UPDATE OF POSTING BELOW:
March 24, 2011
The Court has just granted leave to appeal in the ESA and Rogers applications involving "communication" and ordered that they be heard together with the SOCAN previews case.
This will be an interesting hearing - since the two "communications" cases have, apart from the fact that they involve copyright and likely "standard of review", little to do on the surface with the "previews" case. The latter is is all about fair dealing.
It will also be a potentially very busy day, especially if there are several interveners - as one may expect, assuming leave to intervene is granted.
On March 21, the CMEC leave application - which is also all about fair dealing - was finally referred to a panel. This is a different panel that the one that ruled on the other three applications. There is no ruling yet on the CMEC leave application.
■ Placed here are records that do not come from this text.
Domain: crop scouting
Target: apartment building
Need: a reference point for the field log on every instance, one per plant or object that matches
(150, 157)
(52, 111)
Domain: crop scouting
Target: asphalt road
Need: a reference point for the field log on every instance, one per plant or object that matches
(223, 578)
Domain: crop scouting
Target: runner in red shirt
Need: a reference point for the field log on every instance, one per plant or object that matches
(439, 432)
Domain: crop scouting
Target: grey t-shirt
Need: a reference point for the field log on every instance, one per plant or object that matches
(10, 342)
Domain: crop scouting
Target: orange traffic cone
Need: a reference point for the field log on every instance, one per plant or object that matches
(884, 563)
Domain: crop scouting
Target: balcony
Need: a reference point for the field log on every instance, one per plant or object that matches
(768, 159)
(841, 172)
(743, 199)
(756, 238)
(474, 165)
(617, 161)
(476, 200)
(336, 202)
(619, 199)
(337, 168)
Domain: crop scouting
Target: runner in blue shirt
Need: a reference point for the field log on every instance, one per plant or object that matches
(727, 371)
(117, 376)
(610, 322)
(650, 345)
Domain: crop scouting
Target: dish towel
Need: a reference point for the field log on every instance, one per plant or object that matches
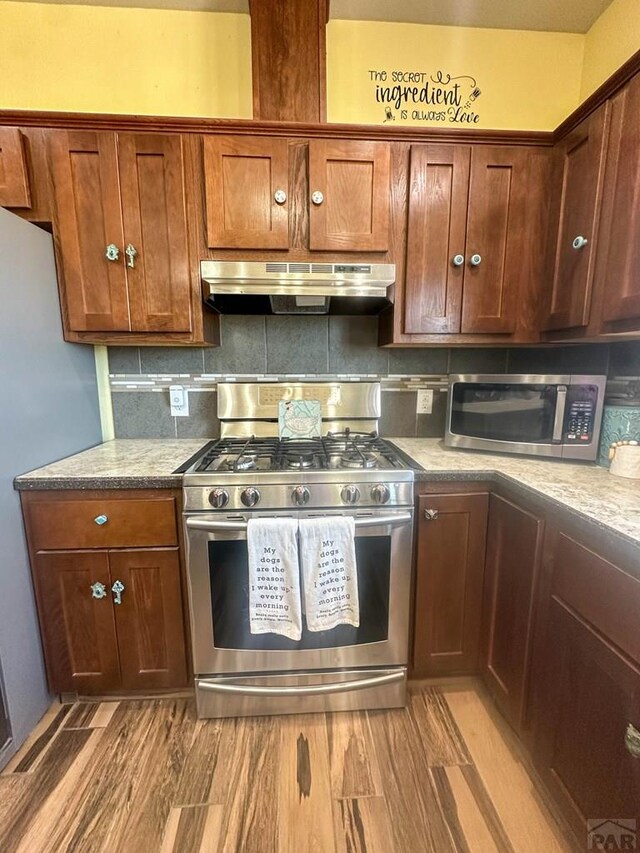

For whatever reason, the CMEC case is on a different and much slower track. It will be interesting to see if leave is granted in the CMEC case, and if so whether it is to be dealt with along with the above three matters or whether it will have its own day in the Court.
HK
Two cases bubbling up from last years' round of judicial review decisions concerning the apparently never ending SOCAN Tariff 22 saga concern whether certain activity on the internet constitutes a "communication to the public by telecommunication". These applications are brought by the ESA and Rogers et al.
Both leave applications involve the issue of whether the delivery of copyrighted material as a download over the interenet to the public based upon one at a time request constitutes a "communication to the public by telecommunication" - thus invoking an additional payments on top of other payments that would have to be made. Thus, the proverbial and quintessentially Canadian notion of multiple layering of rights and costs - as reinforced by the Copyright Board's consistent decisions - is involved, along with a fundamental question of technological neutrality. That is, why should it cost more to deliver the same song from the same party to the same consumer via the internet rather than on a a plastic CD?
While this sounds like a perfect case for the Court to grant leave, one problem may be that that there is now a lot of water already under the bridge stemming from the rather surprising concession a few years ago by the wireless companies in the Copyright Board's ring tone case that "downloading a ringtone is a communication by telecommunication".
In any event, we shall learn this Thursday, March 24, 2011 whether these leave to appeal applications will be granted.
Meanwhile, still no word on whether CMEC's leave to appeal on fair dealing in the educational context will be granted. Curiously, this application has still not not gone forward to a panel for a decision. One would expect that this case would be heard by the Court, along with the SOCAN "previews" case, to which it is the other side of the coin and for which leave has already been granted.